The Rowdies could have been buried by the Buccaneers, but they took off in Tampa, thanks to their carefree attitude.
"The Rowdies are a kick in the grass" was their motto, and it stuck.
They stood out with their green and gold uniforms and charismatic players like Rodney Marsh, dubbed the "Clown Prince."
Until the late 1970s, before cable television and the Internet, the sports editors of local newspapers wielded considerable count. They not only covered the story, they were often part of the story.
McEwen was one of the giants, legendary for his friendship with players and owners alike.
Ted Williams hated sportswriters but he liked McEwen.
McEwen once gave then-San Francisco 49ers owner Eddie DeBartolo access to his hotel room so he could secretly sign Bill Walsh to coach his NFL team.
Los Angeles Times sports columnist Jim Murray once quipped, "Tom has been more important to Tampa than cigars."

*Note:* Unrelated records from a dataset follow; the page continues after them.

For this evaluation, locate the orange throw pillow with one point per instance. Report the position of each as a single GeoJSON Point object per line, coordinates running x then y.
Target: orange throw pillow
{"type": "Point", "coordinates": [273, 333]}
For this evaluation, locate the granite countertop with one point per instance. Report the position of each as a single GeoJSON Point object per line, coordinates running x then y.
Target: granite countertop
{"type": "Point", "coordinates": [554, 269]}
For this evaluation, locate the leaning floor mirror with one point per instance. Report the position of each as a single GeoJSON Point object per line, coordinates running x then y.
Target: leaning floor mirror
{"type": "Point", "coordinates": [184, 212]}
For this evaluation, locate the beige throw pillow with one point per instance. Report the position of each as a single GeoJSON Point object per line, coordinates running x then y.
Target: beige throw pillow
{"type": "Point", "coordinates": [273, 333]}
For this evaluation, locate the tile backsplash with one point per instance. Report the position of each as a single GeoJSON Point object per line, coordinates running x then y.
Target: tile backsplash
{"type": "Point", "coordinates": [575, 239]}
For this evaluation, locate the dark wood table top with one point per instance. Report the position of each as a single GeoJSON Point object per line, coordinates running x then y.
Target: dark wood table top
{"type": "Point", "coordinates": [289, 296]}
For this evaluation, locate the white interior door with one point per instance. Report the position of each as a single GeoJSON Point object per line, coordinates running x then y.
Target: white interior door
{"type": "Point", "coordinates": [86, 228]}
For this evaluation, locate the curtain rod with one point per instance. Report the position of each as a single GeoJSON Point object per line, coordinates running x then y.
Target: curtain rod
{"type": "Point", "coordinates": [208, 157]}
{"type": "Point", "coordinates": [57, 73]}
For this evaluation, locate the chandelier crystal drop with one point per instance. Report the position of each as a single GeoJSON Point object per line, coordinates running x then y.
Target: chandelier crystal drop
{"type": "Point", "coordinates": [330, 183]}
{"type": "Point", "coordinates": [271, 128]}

McEwen not only helped bring soccer and pro football to Tampa, he helped bring MLB and the NHL to Florida's West Coast.
The NFL, MLB and the NHL would have thrived whether or not they ever stopped in Tampa, but soccer's early success in Tampa was essential to the (fleeting) success the NASL enjoyed.
Today, few sports editors at major papers have the time to write, but in his day, McEwen cranked out six columns a week and a letters-to-the-editor column on Sunday.
His coverage of the Rowdies in his "The Morning After" column gave them legitimacy when legitimacy was everything for soccer.
And for that, soccer fans in Tampa and elsewhere owe Tom McEwen a tip of the hat.